In der parlamentarischen Sommerpause erarbeitet ein Fachkreis die Gesetzesvorlage zur „Rückvermeisterung“. Darin geht es um die 2003 aus dem Katalog der zulassungspflichtigen Handwerke gestrichenen Gewerke. Das Gesetz soll im Januar 2020 in Kraft treten. Das Bestattungsgewerbe hat an den Fachkreis nun seine Forderung auf Einführung der Meisterpflicht gestellt.

Ob die Voraussetzungen dafür – unter anderem die Gefahrgeneigtheit, der Verbraucherschutz und die Wahrung des Kulturgutes – erfüllt sind, hat Bestattungsrechtler Tade Spranger in einem Gutachten geklärt. Der Fachverband Leben Raum Gestaltung Hessen / Rheinland-Pfalz hat es mit mehreren Berufsverbänden beauftragt.

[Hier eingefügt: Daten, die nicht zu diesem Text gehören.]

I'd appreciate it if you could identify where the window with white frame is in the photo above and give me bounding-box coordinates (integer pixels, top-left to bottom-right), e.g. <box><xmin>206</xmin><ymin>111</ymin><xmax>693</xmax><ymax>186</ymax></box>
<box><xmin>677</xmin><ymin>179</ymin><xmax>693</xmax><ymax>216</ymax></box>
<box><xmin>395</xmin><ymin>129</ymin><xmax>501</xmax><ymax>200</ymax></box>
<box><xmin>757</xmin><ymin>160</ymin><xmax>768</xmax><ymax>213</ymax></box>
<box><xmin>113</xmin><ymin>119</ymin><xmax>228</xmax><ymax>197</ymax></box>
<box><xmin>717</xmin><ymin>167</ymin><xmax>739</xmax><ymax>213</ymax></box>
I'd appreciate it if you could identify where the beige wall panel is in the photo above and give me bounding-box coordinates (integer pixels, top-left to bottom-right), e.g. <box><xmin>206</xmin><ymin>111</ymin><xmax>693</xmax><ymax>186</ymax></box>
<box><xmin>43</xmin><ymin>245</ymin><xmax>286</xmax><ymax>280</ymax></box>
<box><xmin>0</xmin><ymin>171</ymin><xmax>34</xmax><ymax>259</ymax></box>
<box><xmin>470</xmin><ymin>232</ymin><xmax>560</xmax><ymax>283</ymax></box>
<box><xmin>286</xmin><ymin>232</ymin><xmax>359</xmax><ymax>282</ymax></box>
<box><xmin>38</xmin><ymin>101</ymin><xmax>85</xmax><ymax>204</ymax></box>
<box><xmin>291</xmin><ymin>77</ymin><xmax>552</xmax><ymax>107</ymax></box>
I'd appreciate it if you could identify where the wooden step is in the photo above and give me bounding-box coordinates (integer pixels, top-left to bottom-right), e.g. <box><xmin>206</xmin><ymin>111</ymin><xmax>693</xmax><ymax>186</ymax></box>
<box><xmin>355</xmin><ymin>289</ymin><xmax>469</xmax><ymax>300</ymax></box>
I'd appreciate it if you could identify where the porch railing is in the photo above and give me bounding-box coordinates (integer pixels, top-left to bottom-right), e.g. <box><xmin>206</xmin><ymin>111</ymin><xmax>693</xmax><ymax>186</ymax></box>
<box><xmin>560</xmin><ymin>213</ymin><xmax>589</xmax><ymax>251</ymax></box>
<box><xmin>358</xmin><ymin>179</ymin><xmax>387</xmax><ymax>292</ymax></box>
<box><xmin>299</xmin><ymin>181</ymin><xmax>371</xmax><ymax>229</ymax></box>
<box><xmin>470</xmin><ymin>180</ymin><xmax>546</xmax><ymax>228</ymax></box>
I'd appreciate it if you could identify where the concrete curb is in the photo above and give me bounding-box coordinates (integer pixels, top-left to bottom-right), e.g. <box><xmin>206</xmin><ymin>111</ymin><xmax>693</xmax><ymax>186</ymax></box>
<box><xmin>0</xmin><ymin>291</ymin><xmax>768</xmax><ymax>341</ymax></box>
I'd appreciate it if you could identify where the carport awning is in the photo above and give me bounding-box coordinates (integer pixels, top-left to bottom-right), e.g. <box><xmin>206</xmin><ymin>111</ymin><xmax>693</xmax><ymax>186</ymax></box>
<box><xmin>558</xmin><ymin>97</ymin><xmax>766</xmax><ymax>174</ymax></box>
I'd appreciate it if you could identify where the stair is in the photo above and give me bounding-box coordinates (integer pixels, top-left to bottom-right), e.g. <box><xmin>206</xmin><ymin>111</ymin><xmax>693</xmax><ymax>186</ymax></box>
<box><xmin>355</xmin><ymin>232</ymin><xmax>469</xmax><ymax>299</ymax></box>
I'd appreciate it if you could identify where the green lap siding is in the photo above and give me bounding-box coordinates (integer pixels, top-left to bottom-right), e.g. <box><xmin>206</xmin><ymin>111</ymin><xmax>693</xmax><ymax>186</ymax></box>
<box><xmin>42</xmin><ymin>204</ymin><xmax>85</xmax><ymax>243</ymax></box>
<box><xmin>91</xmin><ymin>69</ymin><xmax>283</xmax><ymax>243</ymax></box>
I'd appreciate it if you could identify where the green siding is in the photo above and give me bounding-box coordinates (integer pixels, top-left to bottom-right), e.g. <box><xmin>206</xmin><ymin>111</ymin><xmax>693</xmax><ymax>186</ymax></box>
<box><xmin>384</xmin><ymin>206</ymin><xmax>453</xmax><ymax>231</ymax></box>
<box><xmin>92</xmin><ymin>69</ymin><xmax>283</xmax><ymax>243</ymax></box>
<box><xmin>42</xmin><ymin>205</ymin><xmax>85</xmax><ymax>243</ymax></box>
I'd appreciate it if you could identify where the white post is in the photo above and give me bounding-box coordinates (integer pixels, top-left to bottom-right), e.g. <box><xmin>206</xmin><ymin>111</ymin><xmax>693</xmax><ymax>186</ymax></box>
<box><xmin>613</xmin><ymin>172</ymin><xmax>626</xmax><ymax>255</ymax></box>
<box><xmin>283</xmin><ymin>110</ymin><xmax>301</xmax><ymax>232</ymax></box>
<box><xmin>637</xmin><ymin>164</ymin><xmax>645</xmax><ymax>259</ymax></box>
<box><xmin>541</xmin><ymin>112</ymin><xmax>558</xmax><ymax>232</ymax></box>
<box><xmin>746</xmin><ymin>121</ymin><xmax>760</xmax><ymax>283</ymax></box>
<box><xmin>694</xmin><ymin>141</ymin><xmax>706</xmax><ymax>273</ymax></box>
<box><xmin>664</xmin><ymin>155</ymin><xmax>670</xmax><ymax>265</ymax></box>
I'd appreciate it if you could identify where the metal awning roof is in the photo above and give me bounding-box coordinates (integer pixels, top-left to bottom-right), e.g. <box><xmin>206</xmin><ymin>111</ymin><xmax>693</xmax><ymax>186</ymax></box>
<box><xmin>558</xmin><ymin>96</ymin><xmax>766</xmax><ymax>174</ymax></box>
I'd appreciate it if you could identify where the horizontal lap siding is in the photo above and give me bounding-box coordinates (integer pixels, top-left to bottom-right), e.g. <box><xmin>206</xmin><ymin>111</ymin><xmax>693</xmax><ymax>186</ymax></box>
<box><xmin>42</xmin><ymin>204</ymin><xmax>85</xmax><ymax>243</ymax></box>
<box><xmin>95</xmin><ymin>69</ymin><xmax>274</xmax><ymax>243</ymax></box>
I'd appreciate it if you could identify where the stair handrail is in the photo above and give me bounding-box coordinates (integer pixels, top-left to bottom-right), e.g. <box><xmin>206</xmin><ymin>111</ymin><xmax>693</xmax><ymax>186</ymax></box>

Bestatter-Meister wäre rechtlich möglich

Spranger kommt zu dem Schluss, dass eine Vermeisterung rechtlich möglich und mit EU-Recht vereinbar sei. Europa werfe oft einen genauen Blick auf in Deutschland verabschiedete Gesetze. Es gebe aber genug Freiraum, eigene Gesetze zu erlassen. Bisher gibt es im Bestattungsgewerbe keine Zulassungsvoraussetzungen. Der Experte erläuterte0 auf der Pressekonferenz zum Gutachten von Negativbeispielen der Branche: So gebe es 16 verschiedene Friedhofs- und Bestattungsgesetze, die je nach Bundesland sehr unterschiedlich ausfallen. Demzufolge müsse ein Bestatter stets wissen, welche Gesetze wo gelten. Laut Spranger gebe es weit mehr Fehlbestattungen als vermutet. Die Zuwanderung von Menschen verschiedener Glaubensrichtungen stelle Bestatter darüber hinaus vor neue Herausforderungen.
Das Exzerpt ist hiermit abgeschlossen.